Delaware Anti-Takeover Statute. We are subject to the provisions of Section 203 of the Delaware General Corporation Law regulating corporate takeovers. In general, Section 203 prohibits a publicly held Delaware corporation from engaging, under certain circumstances, in a business combination with an interested stockholder for a period of three years following the date the person became an interested stockholder unless:
prior to the date of the transaction, our board of directors approved either the business combination or the transaction that resulted in the stockholder becoming an interested stockholder;
upon completion of the transaction that resulted in the stockholder becoming an interested stockholder, the interested stockholder owned at least 85% of the voting stock of the corporation outstanding at the time the transaction commenced, excluding for purposes of determining the voting stock outstanding, but not the outstanding voting stock owned by the interested stockholder, (1) shares owned by persons who are directors and also officers and (2) shares owned by employee stock plans in which employee participants do not have the right to determine confidentially whether shares held subject to the plan will be tendered in a tender or exchange offer; or
at or subsequent to the date of the transaction, the business combination is approved by our board of directors and authorized at an annual or special meeting of stockholders, and not by written consent, by the affirmative vote of at least 66 2⁄3% of the outstanding voting stock that is not owned by the interested stockholder.

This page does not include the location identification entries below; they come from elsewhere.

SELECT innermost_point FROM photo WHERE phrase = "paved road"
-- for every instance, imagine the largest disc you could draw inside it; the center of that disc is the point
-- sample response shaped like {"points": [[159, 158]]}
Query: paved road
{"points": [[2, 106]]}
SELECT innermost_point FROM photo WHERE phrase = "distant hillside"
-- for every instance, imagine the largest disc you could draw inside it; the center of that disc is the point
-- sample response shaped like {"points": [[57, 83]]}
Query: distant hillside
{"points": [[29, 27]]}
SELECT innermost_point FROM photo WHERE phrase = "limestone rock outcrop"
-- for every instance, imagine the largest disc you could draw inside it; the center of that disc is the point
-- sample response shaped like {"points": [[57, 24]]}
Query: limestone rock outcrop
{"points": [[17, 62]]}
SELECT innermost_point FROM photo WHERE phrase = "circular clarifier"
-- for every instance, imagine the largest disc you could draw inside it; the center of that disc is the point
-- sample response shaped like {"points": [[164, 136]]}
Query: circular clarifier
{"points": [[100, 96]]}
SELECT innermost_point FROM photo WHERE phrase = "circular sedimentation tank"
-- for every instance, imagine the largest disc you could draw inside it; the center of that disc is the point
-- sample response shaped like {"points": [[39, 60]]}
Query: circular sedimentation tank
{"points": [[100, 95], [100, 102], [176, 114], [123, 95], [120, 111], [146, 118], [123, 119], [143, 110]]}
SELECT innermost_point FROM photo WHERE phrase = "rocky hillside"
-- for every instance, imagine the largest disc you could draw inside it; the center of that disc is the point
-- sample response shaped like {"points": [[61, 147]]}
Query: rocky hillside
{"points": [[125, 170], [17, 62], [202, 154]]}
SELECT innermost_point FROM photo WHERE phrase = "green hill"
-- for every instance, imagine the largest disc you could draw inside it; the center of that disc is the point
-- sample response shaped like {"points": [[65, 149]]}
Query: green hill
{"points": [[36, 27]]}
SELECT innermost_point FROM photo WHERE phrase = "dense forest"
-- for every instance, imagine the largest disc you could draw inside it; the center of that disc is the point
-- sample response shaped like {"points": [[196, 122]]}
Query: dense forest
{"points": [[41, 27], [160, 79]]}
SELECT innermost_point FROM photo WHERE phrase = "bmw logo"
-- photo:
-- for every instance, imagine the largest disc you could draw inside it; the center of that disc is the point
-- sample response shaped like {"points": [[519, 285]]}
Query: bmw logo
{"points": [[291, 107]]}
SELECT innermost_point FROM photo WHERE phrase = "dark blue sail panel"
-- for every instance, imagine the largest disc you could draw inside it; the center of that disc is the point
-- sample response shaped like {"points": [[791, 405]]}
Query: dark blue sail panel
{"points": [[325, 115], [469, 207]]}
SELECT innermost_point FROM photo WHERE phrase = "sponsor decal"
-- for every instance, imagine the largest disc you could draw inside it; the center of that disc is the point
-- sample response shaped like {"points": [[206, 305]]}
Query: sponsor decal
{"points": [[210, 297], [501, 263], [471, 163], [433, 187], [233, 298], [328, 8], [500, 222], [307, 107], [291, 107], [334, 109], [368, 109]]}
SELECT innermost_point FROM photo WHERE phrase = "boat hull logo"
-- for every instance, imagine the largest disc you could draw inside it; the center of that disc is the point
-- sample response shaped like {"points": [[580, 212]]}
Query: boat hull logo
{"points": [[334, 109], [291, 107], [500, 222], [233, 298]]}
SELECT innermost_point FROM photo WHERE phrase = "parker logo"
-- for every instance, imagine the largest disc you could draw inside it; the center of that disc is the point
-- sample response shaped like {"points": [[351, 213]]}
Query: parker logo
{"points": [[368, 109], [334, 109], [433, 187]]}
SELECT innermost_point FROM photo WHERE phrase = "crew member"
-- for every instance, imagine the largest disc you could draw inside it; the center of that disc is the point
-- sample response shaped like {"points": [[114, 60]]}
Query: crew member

Generally, a business combination includes a merger, asset or stock sale, or other transaction resulting in a financial benefit to the interested stockholder. An interested stockholder is a person who, together with affiliates and associates, owns or, within three years prior to the determination of interested stockholder status, did own 15% or more of a corporation’s outstanding voting stock. We expect the existence of this provision to have an anti-takeover effect with respect to transactions our board of directors does not approve in advance. We also anticipate that Section 203 may discourage attempts that might result in a premium over the market price for the shares of common stock held by stockholders.
The provisions of Delaware law and the provisions of our amended and restated certificate of incorporation and amended and restated bylaws could have the effect of discouraging others from attempting hostile takeovers and as a consequence, they might also inhibit temporary fluctuations in the market price of our common stock that often result from actual or rumored hostile takeover attempts. These provisions might also have the effect of preventing changes in our management. It is also possible that these provisions could make it more difficult to accomplish transactions that stockholders might otherwise deem to be in their best interests.
Transfer Agent and Registrar
The transfer agent and registrar for our common stock is Computershare Trust Company, N.A.